A Alta Autoridade para a Comunicação Social, na sua evolução histórica, promana inicialmente dos conselhos de imprensa, criados logo a seguir à Constituição de 1976, com uma extracção parlamentar exclusiva. Mais tarde, há uma evolução para o conselho da comunicação social na Revisão Constitucional de 1982, com maioria qualificada da assembleia mas já com uma composição diversificada. Na Revisão Constitucional de 1989, então, sim, é criada a entidade Alta Autoridade para a Comunicação Social, com 13 membros, com uma composição mista e, pela primeira vez, com uma maioria de extracção parlamentar.
Paralelamente, no que à regulação concerne, importa também referir, já que o disse, o Instituto da Comunicação Social e o ICP-ANACOM.
Em concreto, o que propõe a maioria no que tange à entidade reguladora da comunicação social?

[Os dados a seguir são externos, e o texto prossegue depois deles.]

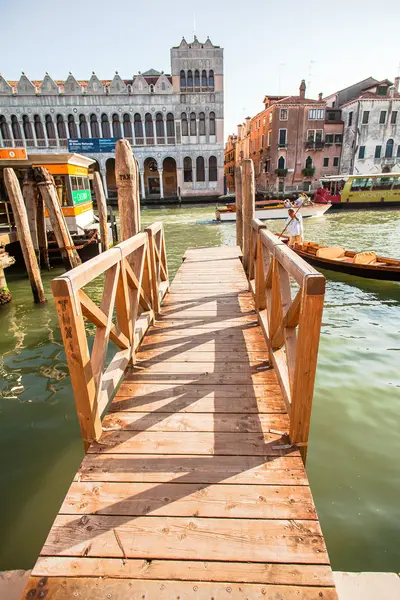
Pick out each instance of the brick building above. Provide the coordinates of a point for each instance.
(293, 142)
(229, 162)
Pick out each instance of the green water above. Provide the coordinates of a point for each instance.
(353, 460)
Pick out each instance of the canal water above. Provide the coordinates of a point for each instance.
(353, 460)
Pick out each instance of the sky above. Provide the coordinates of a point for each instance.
(269, 47)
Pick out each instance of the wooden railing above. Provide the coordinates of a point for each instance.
(159, 268)
(135, 281)
(289, 298)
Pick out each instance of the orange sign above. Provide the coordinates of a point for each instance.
(13, 154)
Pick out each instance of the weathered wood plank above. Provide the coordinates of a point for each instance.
(229, 423)
(189, 500)
(273, 540)
(301, 575)
(123, 589)
(170, 442)
(249, 470)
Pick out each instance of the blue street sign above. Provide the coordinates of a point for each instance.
(90, 146)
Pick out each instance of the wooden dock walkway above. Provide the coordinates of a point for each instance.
(193, 489)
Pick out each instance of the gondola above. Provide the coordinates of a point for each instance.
(362, 264)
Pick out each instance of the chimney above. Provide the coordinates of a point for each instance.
(302, 89)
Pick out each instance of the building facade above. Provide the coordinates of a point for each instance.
(371, 115)
(173, 122)
(292, 142)
(229, 163)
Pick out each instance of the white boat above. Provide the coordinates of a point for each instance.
(265, 212)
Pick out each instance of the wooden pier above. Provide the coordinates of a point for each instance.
(193, 485)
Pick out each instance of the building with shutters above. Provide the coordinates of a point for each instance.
(174, 122)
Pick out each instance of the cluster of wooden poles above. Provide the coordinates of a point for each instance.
(39, 192)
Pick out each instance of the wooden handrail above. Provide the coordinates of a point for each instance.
(289, 297)
(136, 280)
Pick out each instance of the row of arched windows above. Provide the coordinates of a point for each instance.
(200, 169)
(192, 80)
(189, 126)
(86, 129)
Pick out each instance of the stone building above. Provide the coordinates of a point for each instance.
(292, 142)
(229, 162)
(174, 122)
(371, 115)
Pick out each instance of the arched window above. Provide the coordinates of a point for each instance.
(160, 133)
(94, 126)
(127, 126)
(200, 171)
(4, 128)
(105, 126)
(190, 80)
(116, 126)
(138, 128)
(185, 130)
(61, 129)
(170, 125)
(192, 123)
(27, 127)
(39, 131)
(187, 169)
(83, 126)
(16, 128)
(183, 80)
(212, 123)
(73, 132)
(202, 124)
(148, 126)
(389, 148)
(212, 169)
(50, 129)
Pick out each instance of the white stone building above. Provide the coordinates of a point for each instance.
(371, 116)
(174, 122)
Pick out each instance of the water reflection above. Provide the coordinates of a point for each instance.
(355, 437)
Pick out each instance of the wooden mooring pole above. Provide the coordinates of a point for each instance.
(126, 175)
(102, 208)
(48, 192)
(239, 206)
(248, 202)
(24, 234)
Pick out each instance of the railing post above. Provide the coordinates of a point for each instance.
(239, 206)
(248, 201)
(78, 359)
(306, 360)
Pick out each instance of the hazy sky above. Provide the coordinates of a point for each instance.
(268, 45)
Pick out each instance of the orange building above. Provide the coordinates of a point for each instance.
(292, 142)
(229, 162)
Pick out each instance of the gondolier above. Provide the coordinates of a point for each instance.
(294, 227)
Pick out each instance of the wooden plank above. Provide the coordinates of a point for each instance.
(123, 589)
(248, 470)
(272, 540)
(167, 421)
(189, 500)
(184, 399)
(161, 442)
(301, 575)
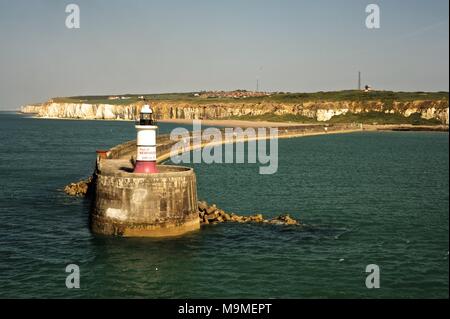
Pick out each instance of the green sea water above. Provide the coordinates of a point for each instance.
(368, 198)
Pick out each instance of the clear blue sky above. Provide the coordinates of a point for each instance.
(143, 46)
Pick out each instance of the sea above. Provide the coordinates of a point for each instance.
(366, 198)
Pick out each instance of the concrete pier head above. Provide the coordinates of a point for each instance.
(144, 205)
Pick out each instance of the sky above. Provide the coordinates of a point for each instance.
(145, 46)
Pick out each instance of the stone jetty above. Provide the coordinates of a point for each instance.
(208, 214)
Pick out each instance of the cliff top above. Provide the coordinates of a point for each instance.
(255, 97)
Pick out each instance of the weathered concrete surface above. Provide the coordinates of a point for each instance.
(144, 205)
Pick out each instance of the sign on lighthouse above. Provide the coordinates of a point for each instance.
(146, 142)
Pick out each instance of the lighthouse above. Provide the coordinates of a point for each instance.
(146, 142)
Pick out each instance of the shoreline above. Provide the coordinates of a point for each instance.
(256, 124)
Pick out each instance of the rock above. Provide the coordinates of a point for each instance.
(202, 206)
(80, 188)
(213, 215)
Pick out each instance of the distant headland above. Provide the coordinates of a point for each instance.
(350, 106)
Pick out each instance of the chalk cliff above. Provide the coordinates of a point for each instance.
(321, 110)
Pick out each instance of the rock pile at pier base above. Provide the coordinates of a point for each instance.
(213, 215)
(80, 188)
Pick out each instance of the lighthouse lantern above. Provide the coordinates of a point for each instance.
(146, 142)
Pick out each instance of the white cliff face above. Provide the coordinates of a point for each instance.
(85, 111)
(321, 111)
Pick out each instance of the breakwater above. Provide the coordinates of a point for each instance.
(165, 203)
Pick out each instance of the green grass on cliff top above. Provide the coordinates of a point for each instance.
(365, 118)
(349, 95)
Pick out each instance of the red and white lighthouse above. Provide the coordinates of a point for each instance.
(146, 142)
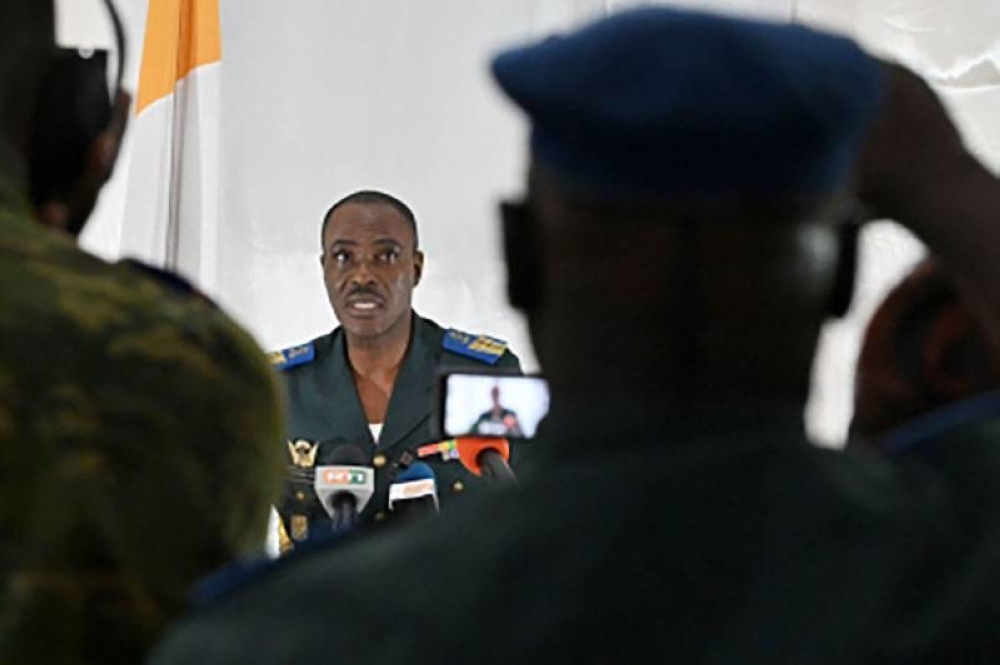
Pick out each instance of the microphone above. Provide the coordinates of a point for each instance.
(414, 494)
(486, 457)
(345, 486)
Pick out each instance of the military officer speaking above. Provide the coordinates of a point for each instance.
(370, 382)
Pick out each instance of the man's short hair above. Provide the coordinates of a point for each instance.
(372, 197)
(27, 39)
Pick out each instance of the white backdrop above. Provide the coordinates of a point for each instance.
(320, 98)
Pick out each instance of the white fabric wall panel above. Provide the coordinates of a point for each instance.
(320, 98)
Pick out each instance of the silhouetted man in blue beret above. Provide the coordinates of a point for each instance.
(676, 255)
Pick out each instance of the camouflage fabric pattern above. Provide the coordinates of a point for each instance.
(137, 448)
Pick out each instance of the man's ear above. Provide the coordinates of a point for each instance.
(523, 255)
(418, 266)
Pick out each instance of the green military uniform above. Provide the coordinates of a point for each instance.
(325, 411)
(137, 428)
(710, 534)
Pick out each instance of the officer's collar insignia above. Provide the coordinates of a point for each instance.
(480, 347)
(293, 357)
(303, 453)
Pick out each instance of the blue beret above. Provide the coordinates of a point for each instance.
(664, 102)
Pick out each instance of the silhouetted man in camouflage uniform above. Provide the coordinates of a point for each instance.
(137, 422)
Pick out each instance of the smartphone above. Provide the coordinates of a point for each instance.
(491, 405)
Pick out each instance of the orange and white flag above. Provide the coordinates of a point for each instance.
(172, 202)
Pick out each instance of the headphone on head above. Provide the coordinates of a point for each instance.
(74, 107)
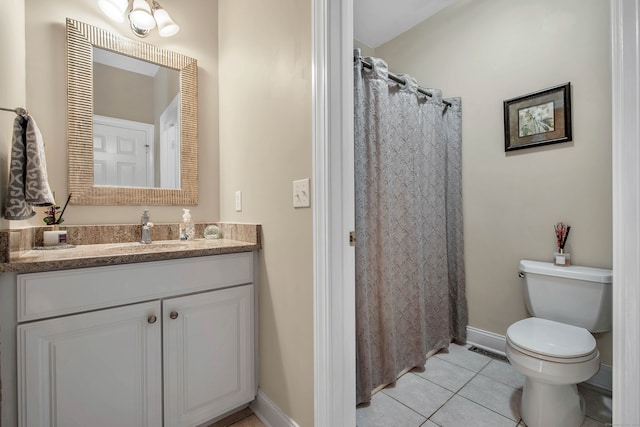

Propomos, praevitatis causa, desde logo, no artigo 38.º, n.º 2, uma línea b) que consagra o respeito pela verdade e pelos direitos de personalidade dos cidadãos em geral e, em particular, pela formação das crianças e dos jovens. Penso que o respeito pela verdade é um truísmo no que concerne à comunicação social séria, porque essa, de facto, não pode estar minimamente arredada da verdade.
Os direitos de personalidade são uma decorrência de algo que já na Revisão Constitucional de 1997 foi consagrado, concretamente no artigo 26.º, e que o Prof. Marcelo Rebelo de Sousa e José de Mello Alexandrino, na sua obra Constituição da República Portuguesa Comentada, referem como sendo uma verdadeira revolução silenciosa no sistema constitucional de direitos, liberdades e garantias - o inciso do direito ao desenvolvimento da personalidade no artigo 26.º da nossa Constituição.